Deadly Mr Fluffy asbestos was spread throughout more than 70 Canberra suburbs in the 1970s and the scourge was concentrated most heavily in Curtin, Pearce and Kambah, new information shows.
The ACT government has for the first time revealed the full extent of the Mr Fluffy footprint across the territory.
The information has been provided to The Canberra Times following its appeal of the government’s decision not to release the full list of homes under Freedom of Information legislation.
The ACT government has now revealed the number of houses per suburb that were found to contain the deadly loose-fill amosite asbestos during the survey carried out in the late 1980s.
The data shows that there were at least 41 more homes on the list with Mr Fluffy asbestos than the 1049 that were remediated following the survey.
Data displayed above represents the number of houses per suburb affected, and does not reflect the actual locations of affected homes.

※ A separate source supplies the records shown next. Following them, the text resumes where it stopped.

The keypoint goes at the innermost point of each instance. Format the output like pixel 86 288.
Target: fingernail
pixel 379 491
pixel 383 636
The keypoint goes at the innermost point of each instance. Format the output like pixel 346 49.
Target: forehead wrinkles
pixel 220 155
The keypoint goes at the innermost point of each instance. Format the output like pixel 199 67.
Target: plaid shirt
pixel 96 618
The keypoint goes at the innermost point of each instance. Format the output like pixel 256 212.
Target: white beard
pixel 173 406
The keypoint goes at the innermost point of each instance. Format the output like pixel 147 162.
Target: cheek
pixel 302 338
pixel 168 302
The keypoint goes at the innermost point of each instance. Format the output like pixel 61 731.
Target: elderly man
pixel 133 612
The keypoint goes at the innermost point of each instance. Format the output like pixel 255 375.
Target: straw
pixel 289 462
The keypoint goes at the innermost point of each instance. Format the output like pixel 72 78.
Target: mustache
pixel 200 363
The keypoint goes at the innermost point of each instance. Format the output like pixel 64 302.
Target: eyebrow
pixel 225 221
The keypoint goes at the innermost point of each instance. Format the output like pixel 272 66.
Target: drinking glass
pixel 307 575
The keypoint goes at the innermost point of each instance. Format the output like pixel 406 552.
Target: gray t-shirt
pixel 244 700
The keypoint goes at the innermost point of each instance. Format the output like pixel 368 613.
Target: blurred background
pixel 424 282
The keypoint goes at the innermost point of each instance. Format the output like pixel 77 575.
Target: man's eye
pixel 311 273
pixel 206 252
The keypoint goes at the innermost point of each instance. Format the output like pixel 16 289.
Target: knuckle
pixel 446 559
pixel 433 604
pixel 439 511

A spokesperson for Workplace Safety Minister Simon Corbell said the list of houses had been taken from the list originally surveyed for loose-fill asbestos.
He said the list of 1049 houses relates to the number of houses that were identified for the purposes of the 2014 mail-out as having been part of the program.
“There are many reasons for possible discrepancies between the two numbers, including the demolition of some houses that were originally identified,” the spokesman said.
The suburb breakdown shows that Kambah, Curtin and Pearce had the highest number of Mr Fluffy homes in the territory.
There were 103 homes identified in the Tuggeranong suburb followed by 43 in Curtin and 40 in Pearce.
There were more than 30 Mr Fluffy homes discovered in the suburbs of Fisher, Farrer, Holder, Lyons, Torrens and Weston.
Just under 30 homes were found to contain the dormant danger in Chapman, Duffy, Flynn, Hackett, Melba and Rivett.
The loose-fill asbestos insulation scourge was discovered by assessors more than 30 years ago to have been pumped into ceilings in Belconnen, Weston Creek, Tuggeranong and Gungahlin as well as in inner-south and north Canberra.
Mr Fluffy was pumped into the ceilings of O’Malley, Red Hill and Forrest homes.
It was spread south as far as Tharwa and north as far as Hall, to Oaks Estate and Fyshwick and housing of the ANU.
The list shows that the homes pumped full of the deadly fibres are all over the territory and not only concentrated in the inner established areas.
The survey was conducted to determine how many homes would need to be remediated under the Loose Asbestos Insulation Removal Program, which was carried out between 1988 and 1993.
The federal government spent $100 million removing the insulation in 1049 homes determined to have the substance.
The ACT government wrote to the owners of these homes in February urging them to get an assessment done on the property as residual fibres could be present.
The vast majority of these assessments carried out since the warning have tested positive for remnant amosite within the walls and subfloors.
More than a dozen required the intervention of ACT WorkSafe for short or long-term lockdowns after the asbestos was found in living areas.
The ACT government has started to announce a series of actions it will take to address the concerns of the Mr Fluffy home owners and those who may come into contact with the homes.
This includes the announcement this week that all workers who might be exposed to asbestos complete training by September 30.
About 12,000 workers in more than 64 different occupations will be required to complete asbestos training.
An asbestos taskforce to assist the families affected has also been set up.
Workplace Safety Minister Simon Corbell has said that he does not consider the release of the addresses of Mr Fluffy homes to be the solution to identifying and managing risks associated with the houses in the program.